Despite its many environmental advantages, including the recovery and recycling of resources, the composting process generates volatile organic compounds (VOCs)which omit a range of offensive smells. Different types of waste generate different smells or combinations of smells; composted raw materials can now be classified by their odorous impact, with a view to minimising emissions.
Scientists at the University of Córdoba’s Department of Inorganic Chemistry and Chemical Engineering have devised a new system for analysing the smell generated during composting using a combination of two techniques: NIR spectroscopy and chemometrics, a discipline which applies mathematical and statistical methods to chemical data. As lead researcher Manuel Toledo remarks, “as far as we know, these two methods have never been used together to evaluate odorous impact”.

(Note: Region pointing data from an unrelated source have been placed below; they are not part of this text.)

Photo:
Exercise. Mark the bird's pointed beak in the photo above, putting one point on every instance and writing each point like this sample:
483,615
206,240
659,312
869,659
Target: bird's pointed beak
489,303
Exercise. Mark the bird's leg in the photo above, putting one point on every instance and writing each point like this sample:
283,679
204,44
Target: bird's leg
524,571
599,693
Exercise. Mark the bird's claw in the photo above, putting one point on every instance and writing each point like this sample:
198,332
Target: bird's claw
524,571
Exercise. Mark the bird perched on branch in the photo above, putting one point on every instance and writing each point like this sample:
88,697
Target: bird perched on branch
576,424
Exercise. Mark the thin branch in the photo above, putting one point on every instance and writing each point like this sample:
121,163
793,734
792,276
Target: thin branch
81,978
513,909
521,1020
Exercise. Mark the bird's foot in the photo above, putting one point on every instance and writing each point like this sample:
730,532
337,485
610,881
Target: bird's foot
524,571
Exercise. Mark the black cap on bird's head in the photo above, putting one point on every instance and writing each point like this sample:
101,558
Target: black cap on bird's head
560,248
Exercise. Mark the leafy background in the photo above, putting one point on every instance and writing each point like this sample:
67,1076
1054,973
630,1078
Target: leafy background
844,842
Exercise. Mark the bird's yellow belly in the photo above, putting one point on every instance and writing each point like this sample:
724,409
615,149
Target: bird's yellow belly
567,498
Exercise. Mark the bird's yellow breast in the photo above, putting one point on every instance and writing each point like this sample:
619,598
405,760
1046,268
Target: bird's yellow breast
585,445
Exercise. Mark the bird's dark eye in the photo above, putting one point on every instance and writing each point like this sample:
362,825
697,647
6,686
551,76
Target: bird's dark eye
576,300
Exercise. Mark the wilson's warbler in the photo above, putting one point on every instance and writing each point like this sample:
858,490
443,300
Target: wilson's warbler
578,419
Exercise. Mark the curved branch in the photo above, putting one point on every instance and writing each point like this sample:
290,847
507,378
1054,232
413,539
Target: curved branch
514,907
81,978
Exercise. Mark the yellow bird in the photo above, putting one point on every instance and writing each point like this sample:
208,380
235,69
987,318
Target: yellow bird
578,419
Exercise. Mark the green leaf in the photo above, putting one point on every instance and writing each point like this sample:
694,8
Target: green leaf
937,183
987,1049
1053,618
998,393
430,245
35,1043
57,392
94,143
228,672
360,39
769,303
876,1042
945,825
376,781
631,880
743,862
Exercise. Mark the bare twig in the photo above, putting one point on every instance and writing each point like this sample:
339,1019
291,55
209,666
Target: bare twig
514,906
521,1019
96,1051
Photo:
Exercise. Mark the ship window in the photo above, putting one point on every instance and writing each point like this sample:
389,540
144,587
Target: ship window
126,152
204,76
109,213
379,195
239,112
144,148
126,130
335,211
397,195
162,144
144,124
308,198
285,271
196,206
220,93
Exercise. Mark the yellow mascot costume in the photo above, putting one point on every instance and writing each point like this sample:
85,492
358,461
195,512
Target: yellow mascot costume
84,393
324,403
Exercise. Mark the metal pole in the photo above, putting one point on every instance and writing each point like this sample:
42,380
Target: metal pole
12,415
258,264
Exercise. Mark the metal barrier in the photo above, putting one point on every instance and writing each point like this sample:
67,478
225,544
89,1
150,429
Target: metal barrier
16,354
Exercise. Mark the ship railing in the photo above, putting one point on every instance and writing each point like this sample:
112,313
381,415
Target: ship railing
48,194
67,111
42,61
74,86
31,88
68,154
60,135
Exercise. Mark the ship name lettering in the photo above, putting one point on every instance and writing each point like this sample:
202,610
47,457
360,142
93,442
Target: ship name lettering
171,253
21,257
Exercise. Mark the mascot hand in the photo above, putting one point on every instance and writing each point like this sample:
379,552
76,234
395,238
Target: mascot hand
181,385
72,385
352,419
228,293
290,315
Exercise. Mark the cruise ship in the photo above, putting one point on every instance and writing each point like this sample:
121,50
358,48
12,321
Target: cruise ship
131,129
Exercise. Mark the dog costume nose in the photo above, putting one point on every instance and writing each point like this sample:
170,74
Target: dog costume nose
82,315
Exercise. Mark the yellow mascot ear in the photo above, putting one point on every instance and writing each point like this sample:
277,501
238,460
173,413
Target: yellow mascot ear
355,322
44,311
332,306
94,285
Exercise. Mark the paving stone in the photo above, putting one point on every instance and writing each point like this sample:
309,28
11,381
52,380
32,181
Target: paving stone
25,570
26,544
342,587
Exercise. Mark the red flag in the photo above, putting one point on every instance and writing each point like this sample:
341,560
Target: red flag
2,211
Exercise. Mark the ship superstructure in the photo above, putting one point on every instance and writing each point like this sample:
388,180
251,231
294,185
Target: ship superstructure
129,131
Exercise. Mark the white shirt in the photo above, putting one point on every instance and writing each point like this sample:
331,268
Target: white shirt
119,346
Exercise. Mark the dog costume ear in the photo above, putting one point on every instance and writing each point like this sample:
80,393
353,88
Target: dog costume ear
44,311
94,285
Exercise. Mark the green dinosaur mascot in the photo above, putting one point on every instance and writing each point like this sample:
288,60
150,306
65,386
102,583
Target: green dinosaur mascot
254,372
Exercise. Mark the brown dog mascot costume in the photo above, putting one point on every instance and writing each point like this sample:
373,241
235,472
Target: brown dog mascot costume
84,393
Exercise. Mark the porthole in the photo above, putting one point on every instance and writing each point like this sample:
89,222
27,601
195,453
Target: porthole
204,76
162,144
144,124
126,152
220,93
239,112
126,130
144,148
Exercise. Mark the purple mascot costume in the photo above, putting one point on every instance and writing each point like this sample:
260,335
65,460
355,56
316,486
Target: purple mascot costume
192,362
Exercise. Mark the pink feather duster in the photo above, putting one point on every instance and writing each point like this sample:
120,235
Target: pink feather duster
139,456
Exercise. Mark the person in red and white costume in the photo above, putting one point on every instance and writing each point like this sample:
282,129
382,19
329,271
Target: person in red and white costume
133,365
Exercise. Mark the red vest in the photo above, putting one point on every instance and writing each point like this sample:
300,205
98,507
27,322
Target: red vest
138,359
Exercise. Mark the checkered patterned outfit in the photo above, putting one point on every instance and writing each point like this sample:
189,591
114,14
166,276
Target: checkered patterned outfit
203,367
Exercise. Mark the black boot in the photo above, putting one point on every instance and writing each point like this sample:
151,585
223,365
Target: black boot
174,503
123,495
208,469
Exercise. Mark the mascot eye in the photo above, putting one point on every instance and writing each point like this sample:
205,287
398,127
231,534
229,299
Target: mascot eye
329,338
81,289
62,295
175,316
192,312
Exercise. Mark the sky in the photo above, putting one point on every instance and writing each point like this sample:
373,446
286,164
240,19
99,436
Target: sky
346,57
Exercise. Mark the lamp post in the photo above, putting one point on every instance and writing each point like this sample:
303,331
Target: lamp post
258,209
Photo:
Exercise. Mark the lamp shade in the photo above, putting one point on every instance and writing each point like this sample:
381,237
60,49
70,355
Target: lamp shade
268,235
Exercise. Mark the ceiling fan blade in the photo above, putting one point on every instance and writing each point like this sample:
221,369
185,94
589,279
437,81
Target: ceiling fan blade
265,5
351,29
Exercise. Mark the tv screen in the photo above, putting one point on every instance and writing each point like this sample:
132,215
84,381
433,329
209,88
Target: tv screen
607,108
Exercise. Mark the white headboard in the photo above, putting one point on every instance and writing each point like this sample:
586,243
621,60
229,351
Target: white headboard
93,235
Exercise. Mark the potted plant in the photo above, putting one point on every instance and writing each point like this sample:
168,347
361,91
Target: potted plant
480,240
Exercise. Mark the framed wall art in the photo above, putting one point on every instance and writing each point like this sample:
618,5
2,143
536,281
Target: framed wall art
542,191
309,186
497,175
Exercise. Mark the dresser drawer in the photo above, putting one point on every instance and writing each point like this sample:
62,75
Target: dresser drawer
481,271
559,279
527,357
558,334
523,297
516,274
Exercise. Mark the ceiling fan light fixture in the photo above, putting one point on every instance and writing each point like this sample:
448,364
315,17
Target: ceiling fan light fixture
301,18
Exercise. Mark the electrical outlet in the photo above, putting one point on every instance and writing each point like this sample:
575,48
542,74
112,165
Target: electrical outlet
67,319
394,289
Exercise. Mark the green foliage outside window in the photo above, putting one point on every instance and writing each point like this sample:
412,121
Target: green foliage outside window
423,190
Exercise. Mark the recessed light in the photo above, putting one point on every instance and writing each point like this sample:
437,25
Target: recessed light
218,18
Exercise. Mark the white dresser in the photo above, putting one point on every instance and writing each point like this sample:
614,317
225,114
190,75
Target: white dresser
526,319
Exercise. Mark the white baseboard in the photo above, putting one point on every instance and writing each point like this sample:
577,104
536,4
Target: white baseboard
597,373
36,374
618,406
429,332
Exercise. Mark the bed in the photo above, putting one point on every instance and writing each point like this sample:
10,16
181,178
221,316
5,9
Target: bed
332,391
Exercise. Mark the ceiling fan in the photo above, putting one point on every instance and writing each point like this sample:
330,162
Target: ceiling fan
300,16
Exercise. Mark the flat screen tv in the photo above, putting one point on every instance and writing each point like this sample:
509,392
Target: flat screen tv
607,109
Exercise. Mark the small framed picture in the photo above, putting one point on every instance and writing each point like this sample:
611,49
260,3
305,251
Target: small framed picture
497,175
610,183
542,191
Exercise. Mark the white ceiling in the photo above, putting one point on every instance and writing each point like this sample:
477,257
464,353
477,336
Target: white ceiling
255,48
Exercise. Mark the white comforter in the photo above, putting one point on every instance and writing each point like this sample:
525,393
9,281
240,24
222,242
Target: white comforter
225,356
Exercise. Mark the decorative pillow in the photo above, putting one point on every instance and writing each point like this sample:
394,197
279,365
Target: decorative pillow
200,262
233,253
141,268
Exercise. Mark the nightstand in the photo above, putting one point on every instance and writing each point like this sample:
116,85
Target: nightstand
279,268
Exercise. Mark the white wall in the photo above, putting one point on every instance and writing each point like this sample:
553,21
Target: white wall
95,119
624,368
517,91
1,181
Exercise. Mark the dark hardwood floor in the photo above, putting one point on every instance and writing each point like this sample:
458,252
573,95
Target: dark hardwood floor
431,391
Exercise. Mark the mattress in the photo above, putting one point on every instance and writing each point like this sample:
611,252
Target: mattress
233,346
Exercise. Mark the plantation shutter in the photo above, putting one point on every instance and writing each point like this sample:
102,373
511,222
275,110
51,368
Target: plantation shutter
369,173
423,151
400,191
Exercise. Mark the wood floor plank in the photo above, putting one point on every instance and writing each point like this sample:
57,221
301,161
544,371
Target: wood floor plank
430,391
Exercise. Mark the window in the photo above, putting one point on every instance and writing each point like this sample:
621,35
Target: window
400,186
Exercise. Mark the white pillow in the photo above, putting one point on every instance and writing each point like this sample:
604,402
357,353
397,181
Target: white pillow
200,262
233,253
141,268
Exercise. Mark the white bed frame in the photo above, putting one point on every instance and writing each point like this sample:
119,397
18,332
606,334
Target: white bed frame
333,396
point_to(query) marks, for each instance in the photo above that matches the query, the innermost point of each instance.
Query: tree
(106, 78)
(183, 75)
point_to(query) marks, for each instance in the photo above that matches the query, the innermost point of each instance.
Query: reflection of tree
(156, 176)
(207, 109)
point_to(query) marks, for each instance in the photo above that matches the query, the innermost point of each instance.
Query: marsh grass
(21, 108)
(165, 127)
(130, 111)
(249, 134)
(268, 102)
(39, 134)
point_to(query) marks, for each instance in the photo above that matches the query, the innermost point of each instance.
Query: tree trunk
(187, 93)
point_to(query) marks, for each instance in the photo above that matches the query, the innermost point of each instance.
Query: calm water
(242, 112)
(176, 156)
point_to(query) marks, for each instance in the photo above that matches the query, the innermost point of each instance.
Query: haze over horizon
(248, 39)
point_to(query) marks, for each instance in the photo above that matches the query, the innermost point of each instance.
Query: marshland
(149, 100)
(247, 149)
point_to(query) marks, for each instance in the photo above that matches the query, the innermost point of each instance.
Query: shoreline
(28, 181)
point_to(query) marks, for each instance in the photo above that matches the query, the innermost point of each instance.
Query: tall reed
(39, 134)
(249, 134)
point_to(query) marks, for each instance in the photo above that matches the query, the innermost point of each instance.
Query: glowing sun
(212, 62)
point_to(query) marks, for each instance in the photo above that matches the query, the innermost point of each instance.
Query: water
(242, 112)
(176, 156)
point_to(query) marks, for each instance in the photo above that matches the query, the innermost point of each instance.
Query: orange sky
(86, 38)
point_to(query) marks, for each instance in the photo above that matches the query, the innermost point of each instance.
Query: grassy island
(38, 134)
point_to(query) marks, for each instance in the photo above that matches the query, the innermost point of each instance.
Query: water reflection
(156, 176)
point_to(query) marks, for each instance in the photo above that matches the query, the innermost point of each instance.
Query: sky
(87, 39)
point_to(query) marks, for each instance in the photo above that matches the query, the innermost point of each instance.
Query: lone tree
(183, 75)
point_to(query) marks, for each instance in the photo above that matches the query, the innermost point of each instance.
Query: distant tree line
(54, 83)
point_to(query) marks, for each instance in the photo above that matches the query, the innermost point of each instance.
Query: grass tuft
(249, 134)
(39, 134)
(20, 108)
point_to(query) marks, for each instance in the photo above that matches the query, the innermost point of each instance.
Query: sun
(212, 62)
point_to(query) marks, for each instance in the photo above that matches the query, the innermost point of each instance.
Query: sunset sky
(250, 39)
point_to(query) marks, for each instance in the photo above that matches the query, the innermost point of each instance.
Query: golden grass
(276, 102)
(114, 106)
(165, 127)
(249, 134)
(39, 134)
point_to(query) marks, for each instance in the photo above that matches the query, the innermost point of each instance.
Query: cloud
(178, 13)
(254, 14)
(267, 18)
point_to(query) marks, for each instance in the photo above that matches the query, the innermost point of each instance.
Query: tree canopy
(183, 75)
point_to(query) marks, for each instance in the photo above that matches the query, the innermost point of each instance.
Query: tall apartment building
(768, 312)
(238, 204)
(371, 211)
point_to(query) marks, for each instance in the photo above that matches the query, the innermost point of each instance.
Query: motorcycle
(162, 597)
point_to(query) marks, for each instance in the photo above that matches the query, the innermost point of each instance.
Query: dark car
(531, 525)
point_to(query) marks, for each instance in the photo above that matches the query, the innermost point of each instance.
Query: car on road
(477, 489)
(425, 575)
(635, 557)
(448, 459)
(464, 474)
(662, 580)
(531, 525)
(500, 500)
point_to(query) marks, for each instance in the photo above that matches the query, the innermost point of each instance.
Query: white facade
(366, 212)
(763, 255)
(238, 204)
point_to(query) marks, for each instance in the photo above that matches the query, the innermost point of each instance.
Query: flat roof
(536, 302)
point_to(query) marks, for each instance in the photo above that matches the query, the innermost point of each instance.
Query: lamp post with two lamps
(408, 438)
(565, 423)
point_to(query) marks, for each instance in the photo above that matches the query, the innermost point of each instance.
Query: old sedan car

NIR technology uses radiation in the near-infrared range to reveal the chemical composition of organic waste during composting; the advantage is that this is a non-invasive method, i.e. it does not alter the elements being analysed. The information revealed by NIR spectroscopy is used to create predictive models enabling smell to be estimated without the need for sampling.
The researchers evaluated the composting process using a device known as a respirometer, which measures oxygen consumption by the microorganisms involved in degrading organic matter, and analysed some of the variables affecting the whole process: temperature, odour concentration, rate of odour emission into the atmosphere and air flow through the material.
The new method, which over the coming months will be tested at industrial scale, provides a fast and economical means of evaluating odour emission rates, and could help to mitigate the odorous impact of composting, a process today regarded as crucial in finding a new use for the millions of tons of organic matter we generate every day.
Reference:
Chemometric analysis and NIR spectroscopy to evaluate odorous impact during the composting of different raw materials. Toledo, M; Gutierrez, MC; Siles, JA; Garcia-Olmo, J; Martin, MA. Journal of Cleaner Production Volume 167, 20 November 2017, Pages 154-162.